In fact, known to them but unknown to me, the stuff was bad, was indeed bad. So in the middle of all this, hating the teachers, but hating them for exactly the wrong reason — this was Spring of 1986 — I remember — I remember who I went to see the movie with — Blue Velvet comes out.
Blue Velvet is a type of surrealism, it may have some — it may have debts. There is a debt to Hitchcock somewhere, but it is an entirely new and original kind of surrealism. It no more comes out of a previous tradition, or the postmodern thing. It is completely David Lynch. And I don’t know how well you or your viewers would remember the film, but there are some very odd — there is a moment where a guy named the Yellow Man in shot in an apartment and then Jeffrey, the main character, runs through the apartment, and the guy is dead but he is still standing there. There is no explanation. He is just standing there. It is almost classically Francophilistically surreal, and yet it seemed absolutely true, and absolutely appropriate.
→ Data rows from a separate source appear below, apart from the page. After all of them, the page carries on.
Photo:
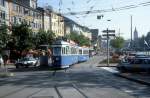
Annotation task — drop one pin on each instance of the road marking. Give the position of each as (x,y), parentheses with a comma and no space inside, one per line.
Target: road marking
(110,69)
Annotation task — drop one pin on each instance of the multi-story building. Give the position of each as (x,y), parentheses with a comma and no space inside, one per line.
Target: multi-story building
(57,24)
(94,35)
(4,19)
(46,18)
(19,12)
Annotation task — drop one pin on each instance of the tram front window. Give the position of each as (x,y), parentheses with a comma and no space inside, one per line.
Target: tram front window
(56,51)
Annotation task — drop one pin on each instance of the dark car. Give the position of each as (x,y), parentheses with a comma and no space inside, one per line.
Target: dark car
(137,64)
(26,62)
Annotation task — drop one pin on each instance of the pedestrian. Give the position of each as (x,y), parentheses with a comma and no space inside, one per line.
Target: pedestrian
(5,58)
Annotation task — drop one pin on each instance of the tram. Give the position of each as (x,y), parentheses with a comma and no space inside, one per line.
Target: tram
(83,54)
(65,54)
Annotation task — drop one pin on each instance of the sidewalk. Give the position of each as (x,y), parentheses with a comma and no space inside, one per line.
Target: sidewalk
(140,77)
(143,78)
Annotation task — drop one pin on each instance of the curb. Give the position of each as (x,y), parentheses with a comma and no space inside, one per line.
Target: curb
(133,79)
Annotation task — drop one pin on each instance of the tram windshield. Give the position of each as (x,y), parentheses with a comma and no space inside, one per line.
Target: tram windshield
(57,51)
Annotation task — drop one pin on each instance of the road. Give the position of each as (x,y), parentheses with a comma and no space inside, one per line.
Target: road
(83,80)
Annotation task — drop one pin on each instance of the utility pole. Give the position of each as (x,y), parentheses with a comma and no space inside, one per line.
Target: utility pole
(131,32)
(108,34)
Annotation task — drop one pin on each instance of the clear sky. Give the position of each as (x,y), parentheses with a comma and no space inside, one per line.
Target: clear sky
(119,19)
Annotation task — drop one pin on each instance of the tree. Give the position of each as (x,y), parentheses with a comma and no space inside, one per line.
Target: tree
(79,39)
(117,43)
(43,37)
(21,34)
(4,36)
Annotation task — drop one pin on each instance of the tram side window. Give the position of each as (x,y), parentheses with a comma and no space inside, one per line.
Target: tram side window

And there was this way in which I all of the sudden realized that the point of being postmodern or being avant-garde, or whatever, wasn’t to follow in a certain kind of tradition, that all that stuff is B.S. imposed by critics and camp followers afterwards…What the really great artists do is they are entirely themselves. They are entirely themselves. They’ve got their own vision, their own way of fracturing reality, and if it’s authentic, and true, you will feel it in your nerve endings. And this is what Blue Velvet did for me.
I’m not suggesting it would do that for any other viewer, but I — Lynch very much helped me snap out of a kind of adolescent delusion that I was in about what sort of avant-garde art could be. And it’s very odd because film and books are very different media, but I remember going with two poets and one student fiction writer to go see this and all of us going to the coffee shop afterwards and just slapping ourselves on the forehead. It was this truly epiphanic experience.